Cutting a butcher block top
 
I have a small roll away thing in my kitchen that has a butcher block on top. It is about 1 1/2" thick. My space between the dishwasher and stove is very narrow and that is where I've got the piece. Can the butcher block be cut successfully? It has rounded corners. Is there any way to round the corners some after cutting it? Thanks!

Daniel Holzman 01-06-2012 09:50 PM

Butcher block is typically hard maple. It can be cut successfully using a variety of tools, including a circular saw, table saw, chop saw, or a router. After it is cut to size, you can get rounded edges using a router with an appropriate carbide tipped bit.

franincanton 01-06-2012 11:02 PM

Thanks for your expertise. Have a nice weekend.

mae-ling 01-07-2012 05:30 PM

If using a circular saw cut from the backside and use a straightedge. Gives a cleaner cut.

franincanton 01-07-2012 05:33 PM

The butcher is typical with the different color woods next to each other. There are definite lines where the woods butt up to one another. Is there a good way to saw a nice clean line between the two woods? Hope I'm clear with my explanation. I don't want where the wood is glued to each piece to come apart and then I have a mess.

joecaption 01-07-2012 05:41 PM

Not going to happen there glued together.
No router, just sand the edges to make it rounded.
Apply some mineral oil to the exposed edges.
Do not use vegatable oil it will go rancid.

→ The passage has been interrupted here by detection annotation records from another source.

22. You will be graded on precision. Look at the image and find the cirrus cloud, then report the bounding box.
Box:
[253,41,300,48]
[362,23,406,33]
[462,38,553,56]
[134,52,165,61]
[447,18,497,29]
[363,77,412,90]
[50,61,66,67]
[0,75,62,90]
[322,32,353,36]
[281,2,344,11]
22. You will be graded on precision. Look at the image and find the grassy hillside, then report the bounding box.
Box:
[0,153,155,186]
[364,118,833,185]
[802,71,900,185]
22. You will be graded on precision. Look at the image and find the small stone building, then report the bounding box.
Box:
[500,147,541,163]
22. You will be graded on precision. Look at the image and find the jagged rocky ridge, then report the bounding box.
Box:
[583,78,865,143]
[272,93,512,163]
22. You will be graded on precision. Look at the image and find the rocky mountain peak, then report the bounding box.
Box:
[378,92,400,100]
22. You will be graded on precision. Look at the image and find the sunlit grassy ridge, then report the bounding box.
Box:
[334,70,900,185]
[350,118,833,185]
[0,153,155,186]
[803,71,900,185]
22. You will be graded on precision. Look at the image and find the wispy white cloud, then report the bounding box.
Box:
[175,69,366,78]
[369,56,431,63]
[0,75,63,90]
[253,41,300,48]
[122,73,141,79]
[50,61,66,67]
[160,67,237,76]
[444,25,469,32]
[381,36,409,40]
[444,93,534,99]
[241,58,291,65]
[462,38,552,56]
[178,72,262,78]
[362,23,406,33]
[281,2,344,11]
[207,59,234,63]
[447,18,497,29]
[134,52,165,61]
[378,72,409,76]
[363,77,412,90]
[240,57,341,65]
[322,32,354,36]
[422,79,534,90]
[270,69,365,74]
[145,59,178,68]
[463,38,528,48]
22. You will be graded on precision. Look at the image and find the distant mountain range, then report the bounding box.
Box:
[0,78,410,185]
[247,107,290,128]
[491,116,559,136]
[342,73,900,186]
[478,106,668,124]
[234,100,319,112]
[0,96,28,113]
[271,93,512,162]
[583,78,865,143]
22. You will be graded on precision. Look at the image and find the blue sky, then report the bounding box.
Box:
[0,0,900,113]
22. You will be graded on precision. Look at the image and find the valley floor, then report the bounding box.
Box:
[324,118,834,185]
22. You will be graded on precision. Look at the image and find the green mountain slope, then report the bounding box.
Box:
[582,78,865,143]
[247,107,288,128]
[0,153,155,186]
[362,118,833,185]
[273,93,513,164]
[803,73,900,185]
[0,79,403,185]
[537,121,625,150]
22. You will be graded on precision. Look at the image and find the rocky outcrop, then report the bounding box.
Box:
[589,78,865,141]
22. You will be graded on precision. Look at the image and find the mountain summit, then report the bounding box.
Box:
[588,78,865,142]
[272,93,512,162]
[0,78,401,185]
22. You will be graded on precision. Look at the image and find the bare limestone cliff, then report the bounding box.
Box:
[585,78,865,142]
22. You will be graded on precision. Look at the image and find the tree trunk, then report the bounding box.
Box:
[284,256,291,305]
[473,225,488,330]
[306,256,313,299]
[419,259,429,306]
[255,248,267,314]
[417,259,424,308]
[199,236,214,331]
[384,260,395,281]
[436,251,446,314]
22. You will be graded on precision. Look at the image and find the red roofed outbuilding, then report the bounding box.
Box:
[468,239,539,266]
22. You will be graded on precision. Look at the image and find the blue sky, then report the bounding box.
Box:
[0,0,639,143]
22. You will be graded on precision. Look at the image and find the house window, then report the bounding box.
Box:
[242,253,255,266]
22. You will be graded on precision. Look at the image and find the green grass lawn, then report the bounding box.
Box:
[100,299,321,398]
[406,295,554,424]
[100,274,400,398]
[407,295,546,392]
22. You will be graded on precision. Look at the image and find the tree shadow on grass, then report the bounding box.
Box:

oh'mike 01-07-2012 06:25 PM

Modern wood glue is stronger than the wood it holds together---

I second Joes suggestion--sand paper will round over the edge just fine for a small project like that--

chrisBC 01-09-2012 02:15 AM

yeah, sanding carefully you can re-create the rounded edge pretty well.

Remember the saw blade will take an eighth of an inch when cutting. As mentioned cut with good side down when using a skillsaw, make sure to use a good finishing blade, I find a skillsaw works best, straitedge is a good idea as well. Often easier to apply your oil/finish before installing it.